An uncredited but hugely effective Tom Stoppard rewrite worked wonders with the witty dialogue, and, as ever with this series, the action scenes are thrillingly inventive. The series could happily have ended here, and probably should have, but Spielberg spoilt things with a redundant fourth film, Indiana Jones and the Kingdom of the Crystal Skull, and a fifth, directed by James Mangold, looms on the horizon.
The Dark Knight
Christopher Nolan is rightly lauded for having directed the finest ever Batman film in The Dark Knight, just as Joel Schumacher was castigated for putting the series on ice with the dire Batman and Robin. Yet Nolan’s great achievement was to approach a potentially fantastical story, with characters dressing up in bizarre costumes and losing half their faces, in an entirely naturalistic manner, as if he was directing some great lost Seventies crime classic.

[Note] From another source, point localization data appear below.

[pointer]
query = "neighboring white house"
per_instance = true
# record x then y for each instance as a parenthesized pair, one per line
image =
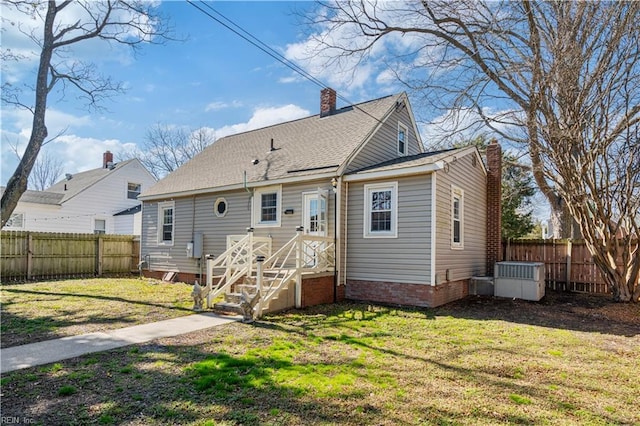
(102, 200)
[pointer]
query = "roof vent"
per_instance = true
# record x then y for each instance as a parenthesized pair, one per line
(327, 101)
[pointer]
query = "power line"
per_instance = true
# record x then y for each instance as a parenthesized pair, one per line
(256, 42)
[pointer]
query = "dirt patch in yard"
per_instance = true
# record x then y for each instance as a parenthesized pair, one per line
(571, 311)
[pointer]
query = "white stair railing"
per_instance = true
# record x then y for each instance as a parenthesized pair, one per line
(303, 253)
(237, 262)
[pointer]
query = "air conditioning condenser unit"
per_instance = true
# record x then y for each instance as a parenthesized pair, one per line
(520, 280)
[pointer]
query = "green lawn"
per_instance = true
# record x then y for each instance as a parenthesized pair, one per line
(351, 364)
(46, 310)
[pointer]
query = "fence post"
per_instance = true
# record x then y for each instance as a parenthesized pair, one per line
(568, 278)
(100, 245)
(29, 255)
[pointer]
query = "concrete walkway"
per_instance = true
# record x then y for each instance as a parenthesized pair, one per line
(25, 356)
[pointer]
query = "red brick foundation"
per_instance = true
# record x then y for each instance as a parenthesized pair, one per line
(318, 290)
(406, 294)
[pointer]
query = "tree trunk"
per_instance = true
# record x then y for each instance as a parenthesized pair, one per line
(18, 182)
(562, 222)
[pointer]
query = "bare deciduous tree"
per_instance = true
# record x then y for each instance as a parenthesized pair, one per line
(168, 147)
(45, 172)
(567, 77)
(65, 24)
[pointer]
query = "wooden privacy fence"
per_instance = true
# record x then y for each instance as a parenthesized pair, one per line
(568, 264)
(26, 255)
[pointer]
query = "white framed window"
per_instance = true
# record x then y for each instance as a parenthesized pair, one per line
(381, 210)
(457, 218)
(403, 136)
(16, 221)
(266, 206)
(166, 220)
(220, 207)
(99, 226)
(133, 190)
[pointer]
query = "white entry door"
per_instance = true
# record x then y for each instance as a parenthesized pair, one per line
(314, 212)
(314, 222)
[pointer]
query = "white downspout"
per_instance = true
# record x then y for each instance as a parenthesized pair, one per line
(433, 228)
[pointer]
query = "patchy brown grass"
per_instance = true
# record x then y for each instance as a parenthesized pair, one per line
(478, 361)
(34, 312)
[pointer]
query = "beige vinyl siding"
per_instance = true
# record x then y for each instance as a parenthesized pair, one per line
(470, 260)
(405, 259)
(292, 199)
(196, 214)
(383, 145)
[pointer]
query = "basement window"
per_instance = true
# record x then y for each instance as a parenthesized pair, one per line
(220, 207)
(133, 190)
(16, 221)
(165, 223)
(381, 210)
(266, 206)
(402, 139)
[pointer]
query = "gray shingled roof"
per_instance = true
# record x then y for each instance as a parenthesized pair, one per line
(69, 188)
(409, 161)
(303, 147)
(39, 197)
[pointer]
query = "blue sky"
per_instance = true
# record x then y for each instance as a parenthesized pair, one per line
(212, 79)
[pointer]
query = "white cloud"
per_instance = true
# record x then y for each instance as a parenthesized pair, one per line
(219, 105)
(356, 71)
(263, 117)
(465, 124)
(79, 153)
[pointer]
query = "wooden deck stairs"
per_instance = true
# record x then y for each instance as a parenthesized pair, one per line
(252, 280)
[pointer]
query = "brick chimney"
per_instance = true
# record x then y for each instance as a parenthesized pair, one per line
(107, 158)
(494, 207)
(327, 102)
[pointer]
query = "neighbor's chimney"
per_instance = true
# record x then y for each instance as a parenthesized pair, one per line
(494, 207)
(107, 159)
(327, 101)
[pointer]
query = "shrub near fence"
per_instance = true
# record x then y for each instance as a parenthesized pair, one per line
(568, 264)
(29, 255)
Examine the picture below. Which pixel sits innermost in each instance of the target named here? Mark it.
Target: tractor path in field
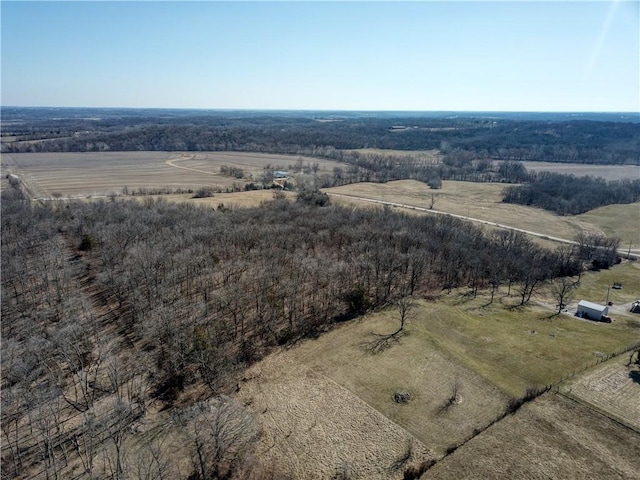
(543, 236)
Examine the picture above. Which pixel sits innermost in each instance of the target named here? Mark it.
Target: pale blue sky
(490, 56)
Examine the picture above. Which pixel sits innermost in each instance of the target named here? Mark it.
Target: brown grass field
(327, 400)
(608, 172)
(612, 387)
(98, 174)
(483, 201)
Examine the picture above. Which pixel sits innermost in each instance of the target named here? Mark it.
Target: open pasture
(551, 437)
(608, 172)
(483, 201)
(334, 387)
(84, 174)
(314, 428)
(612, 387)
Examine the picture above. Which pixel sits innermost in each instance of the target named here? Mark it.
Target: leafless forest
(114, 309)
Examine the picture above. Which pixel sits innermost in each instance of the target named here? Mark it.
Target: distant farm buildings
(592, 311)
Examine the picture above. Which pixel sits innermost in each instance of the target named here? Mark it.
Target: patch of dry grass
(622, 221)
(612, 387)
(95, 174)
(313, 428)
(413, 365)
(552, 437)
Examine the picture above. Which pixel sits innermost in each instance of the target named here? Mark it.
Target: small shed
(591, 310)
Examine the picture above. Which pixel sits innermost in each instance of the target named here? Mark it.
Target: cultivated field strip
(611, 387)
(99, 174)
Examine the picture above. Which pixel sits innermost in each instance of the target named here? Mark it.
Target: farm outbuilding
(591, 310)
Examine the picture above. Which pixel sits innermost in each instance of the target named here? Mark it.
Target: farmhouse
(591, 310)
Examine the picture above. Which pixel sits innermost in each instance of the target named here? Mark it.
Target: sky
(324, 55)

Although the set-pieces are spectacular, the film is at its most interesting when it allows its cast, most notably an Oscar-winning Heath Ledger as the villainous Joker, the opportunity to interact with one another, without the distraction of special effects or moving vehicles. If it isn’t quite as perfect as its reputation suggests (the Bruce Wayne character barely registers and the action scenes occasionally lapse into incoherence), it’s still a towering piece of cinema that was unaccountably passed over for major awards, save for Ledger.
The Bourne Ultimatum
It is a rare series of films where the third instalment is comfortably the best (Iron Man 3? Back To The Future Part 3?), as usually the well of inspiration has run dry by then. Yet Paul Greengrass’s second Jason Bourne sequel was a truly outstanding thriller, refining the formula began in Doug Liman’s original and then finessed further in The Bourne Supremacy.
As the taciturn, troubled Bourne, Matt Damon delivers a performance of subtlety and nuance, and Greengrass uses his documentarian background to stage some remarkable, tension-building set-pieces that stand comparison with anything in Hitchcock or Brian de Palma’s filmography; the key action scenes at Waterloo station and in Tangiers are masterclasses in editing and hand-held cinematography.
It would have been a fitting conclusion to an excellent trilogy, but unfortunately two more films followed, the utterly redundant Jeremy Renner spin-off The Bourne Legacy and the disappointing Damon/Greengrass reunion Jason Bourne.
The Empire Strikes Back
A confession: I have always been, and probably always will be, a Star Wars agnostic. But the film of the series that I will always happily watch for entertainment, rather than out of professional duty, is Irvin Kershner’s sublime Empire Strikes Back. It deepens and darkens the storyline and characters of the original, dares to end on one of cinema’s most jaw-dropping twists and features one of John Williams’ greatest ever scores, not least the iconic Imperial March.
Yet it’s also got a fine script – by no means a prerequisite of this series – written by Lawrence Kasdan and The Big Sleep screenwriter Leigh Brackett, which allows Harrison Ford’s Han Solo and Carrie Fisher’s Princess Leia to enjoy a flirtation that isn’t so very far removed from the glory days of Humphrey Bogart and Lauren Bacall, and many instances of the dialogue – ‘I love you!’ ‘I know!’ – remain sublimely quotable.